CARLSBAD, CA – Who doesn’t love to be first with The Next Big Thing, especially if you’re in business and being at the front end of a trend translates into profit? The key is knowing what’s going to appeal to consumers even before they do and that means being attuned to trends in their behavior.
At the recent Rice Millers’ Association Convention here, a couple of market data experts shared their analysis of recent consumption patterns and those who attended the session got a glimpse into the future of foodservice and what it means for rice.
Darren Siefer, with The NPD Group, drilled down on the shift in in-home consumption patterns where new consumers are likely to be single people looking to purchase an ‘experience’ rather than a product. This new generation of consumers, known as millennials, is already in debt from spending on health care and education, and this has changed the way they view value. It’s about quality not just price. Their eating patterns reflect this – they’re snacking more on better food that’s ‘cleaner’ and healthier, and sourced from home. How that food gets to their homes is changing.
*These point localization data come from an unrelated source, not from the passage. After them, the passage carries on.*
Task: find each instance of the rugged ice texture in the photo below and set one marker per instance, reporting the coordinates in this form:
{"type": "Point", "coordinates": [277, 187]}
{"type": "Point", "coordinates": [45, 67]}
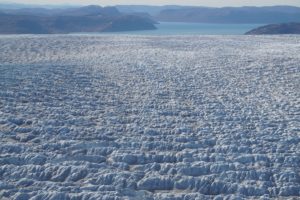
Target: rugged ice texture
{"type": "Point", "coordinates": [128, 117]}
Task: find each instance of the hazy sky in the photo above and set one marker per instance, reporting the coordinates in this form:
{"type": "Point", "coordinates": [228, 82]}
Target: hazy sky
{"type": "Point", "coordinates": [218, 3]}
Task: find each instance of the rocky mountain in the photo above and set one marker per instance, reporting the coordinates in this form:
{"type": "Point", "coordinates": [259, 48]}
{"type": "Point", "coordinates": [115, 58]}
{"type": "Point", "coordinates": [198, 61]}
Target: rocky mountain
{"type": "Point", "coordinates": [272, 29]}
{"type": "Point", "coordinates": [84, 19]}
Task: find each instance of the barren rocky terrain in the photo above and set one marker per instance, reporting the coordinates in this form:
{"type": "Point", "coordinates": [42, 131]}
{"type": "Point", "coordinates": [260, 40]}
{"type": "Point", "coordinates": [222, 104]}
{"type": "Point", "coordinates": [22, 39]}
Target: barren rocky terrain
{"type": "Point", "coordinates": [149, 117]}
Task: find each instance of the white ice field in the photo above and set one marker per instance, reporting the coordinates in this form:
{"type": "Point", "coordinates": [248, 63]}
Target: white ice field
{"type": "Point", "coordinates": [149, 117]}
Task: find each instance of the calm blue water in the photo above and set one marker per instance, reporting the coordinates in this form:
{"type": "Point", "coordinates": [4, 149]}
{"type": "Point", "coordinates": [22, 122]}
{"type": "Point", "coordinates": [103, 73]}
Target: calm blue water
{"type": "Point", "coordinates": [179, 28]}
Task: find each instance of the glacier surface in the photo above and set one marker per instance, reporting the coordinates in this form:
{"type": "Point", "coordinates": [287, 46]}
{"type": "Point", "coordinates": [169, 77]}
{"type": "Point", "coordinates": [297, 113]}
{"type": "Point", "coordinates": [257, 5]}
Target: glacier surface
{"type": "Point", "coordinates": [149, 117]}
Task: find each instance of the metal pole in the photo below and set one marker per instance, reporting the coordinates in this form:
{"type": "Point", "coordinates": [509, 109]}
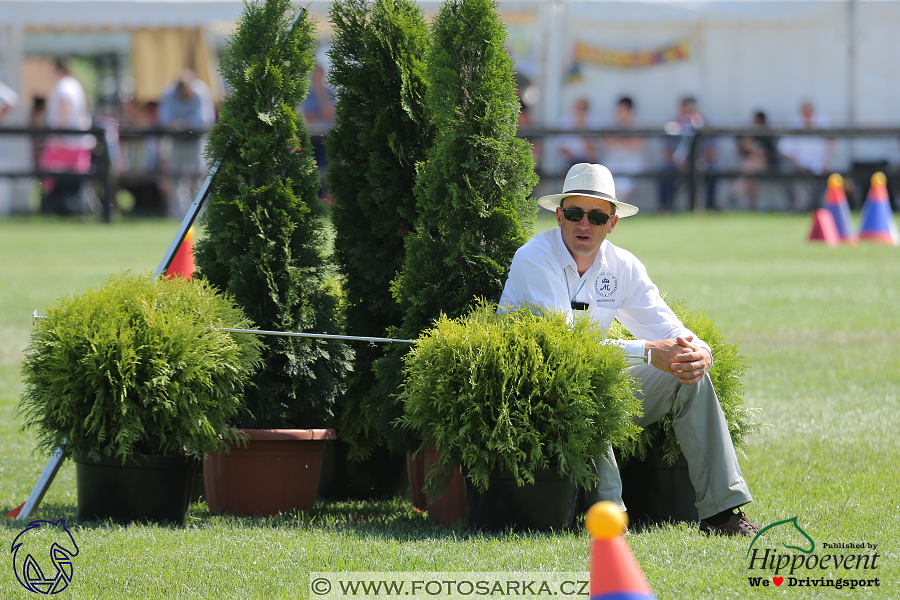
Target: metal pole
{"type": "Point", "coordinates": [329, 336]}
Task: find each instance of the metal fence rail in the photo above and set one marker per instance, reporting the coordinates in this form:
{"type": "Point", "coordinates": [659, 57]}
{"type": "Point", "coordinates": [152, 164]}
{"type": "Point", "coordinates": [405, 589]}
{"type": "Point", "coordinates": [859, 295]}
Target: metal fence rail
{"type": "Point", "coordinates": [107, 173]}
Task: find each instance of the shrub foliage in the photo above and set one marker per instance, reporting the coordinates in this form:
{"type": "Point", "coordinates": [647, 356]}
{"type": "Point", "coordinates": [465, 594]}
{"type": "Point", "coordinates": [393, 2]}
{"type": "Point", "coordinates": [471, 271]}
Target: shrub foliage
{"type": "Point", "coordinates": [382, 130]}
{"type": "Point", "coordinates": [135, 367]}
{"type": "Point", "coordinates": [264, 240]}
{"type": "Point", "coordinates": [522, 390]}
{"type": "Point", "coordinates": [727, 372]}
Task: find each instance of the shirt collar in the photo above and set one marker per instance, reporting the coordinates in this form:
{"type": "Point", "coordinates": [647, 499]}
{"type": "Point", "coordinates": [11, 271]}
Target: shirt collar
{"type": "Point", "coordinates": [564, 257]}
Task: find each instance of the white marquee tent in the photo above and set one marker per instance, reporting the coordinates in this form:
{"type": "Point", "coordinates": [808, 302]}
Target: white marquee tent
{"type": "Point", "coordinates": [735, 56]}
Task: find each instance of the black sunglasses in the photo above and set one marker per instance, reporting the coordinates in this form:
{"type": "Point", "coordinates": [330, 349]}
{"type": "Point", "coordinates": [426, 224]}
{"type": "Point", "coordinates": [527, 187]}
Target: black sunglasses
{"type": "Point", "coordinates": [595, 217]}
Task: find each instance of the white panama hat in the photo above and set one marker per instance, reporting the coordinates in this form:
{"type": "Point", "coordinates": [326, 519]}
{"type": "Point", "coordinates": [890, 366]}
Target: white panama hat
{"type": "Point", "coordinates": [585, 179]}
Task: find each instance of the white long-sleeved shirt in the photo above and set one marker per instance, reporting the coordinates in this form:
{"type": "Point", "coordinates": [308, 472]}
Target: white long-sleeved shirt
{"type": "Point", "coordinates": [616, 286]}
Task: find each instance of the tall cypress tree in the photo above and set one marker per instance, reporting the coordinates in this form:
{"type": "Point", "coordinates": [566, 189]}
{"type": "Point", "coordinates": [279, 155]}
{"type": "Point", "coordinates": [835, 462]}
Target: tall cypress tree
{"type": "Point", "coordinates": [382, 130]}
{"type": "Point", "coordinates": [473, 191]}
{"type": "Point", "coordinates": [263, 239]}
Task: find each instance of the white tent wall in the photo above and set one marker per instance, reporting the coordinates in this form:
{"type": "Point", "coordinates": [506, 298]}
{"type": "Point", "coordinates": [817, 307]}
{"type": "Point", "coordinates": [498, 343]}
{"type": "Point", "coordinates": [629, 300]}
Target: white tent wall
{"type": "Point", "coordinates": [743, 55]}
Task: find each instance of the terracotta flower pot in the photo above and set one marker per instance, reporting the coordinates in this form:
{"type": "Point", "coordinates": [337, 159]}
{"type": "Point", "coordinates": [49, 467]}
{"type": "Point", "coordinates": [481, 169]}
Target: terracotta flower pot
{"type": "Point", "coordinates": [277, 472]}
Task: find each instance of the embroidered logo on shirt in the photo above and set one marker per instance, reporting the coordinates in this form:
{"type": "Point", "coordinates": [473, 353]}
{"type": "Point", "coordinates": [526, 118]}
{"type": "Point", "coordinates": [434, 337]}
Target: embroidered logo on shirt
{"type": "Point", "coordinates": [605, 284]}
Meal-kit boxes and online grocery shopping deliver fresh, convenient food in smaller portions that can be customized to unique tastes. Today’s consumer equates fresh with healthy. Millennials are looking for purity and authenticity everywhere, and Siefer said food marketers need to harness the fresh, local aspect of their products to appeal to this demographic.
Rice usage is growing with this group, from 16 percent in 2014 to 20 percent in 2017, because it’s versatile, pairs well with protein, and can move from ‘beside’ the meal as a side dish to ‘inside’ the meal as the basis for the increasingly popular one-dish offerings. Inside the meal also means inside the meal-kit box and Siefer strongly encouraged the industry to promote easy to prepare, healthy options, and consider partnering with meal-kit companies to deliver U.S. rice directly to home cooks.
When millennials do dine out, you’ll find them at limited service operations, like Chipotle and Panera, rather than full service restaurants. Limited service is the fastest growing segment in the restaurant business because it appeals to the new grazing culture that wants personalized food whenever they want it, not always at traditional mealtimes. According to Technomic’s Wade Hanson, this is good news for rice because it fits well in the ‘build your own’ meal model.
Foodservice operators love rice because it is a consistent, high value product that is easily sourced and included in the healthy portfolio consumers want. And where analysts see the biggest uptick for restaurant rice usage is with ethnic dishes made with aromatics, like basmati, jasmine, and arborio. Recent restaurant food sales show the top six leading rice dishes are either Mexican or seafood, and an emerging trend leader of rice paired with beef.
Consumer data indicates the restaurant industry is primed for a shake-out as casual dining chains like Applebee’s are suffering. Hanson said the next industry winners will be whoever can best capitalize on the current ‘wherever, whenever’ foodservice mentality that emphasizes a unique wellness experience coupled with one great sustainability story.
“If, like our convention speakers suggest, telling the story of a food that is simple, clean, local, and sustainable, is the basis for success in today’s market place, rice is definitely on-trend,” said outgoing RMA Chairman Robbie Trahan. “The selling points are there, we’ve just got to spread the word.”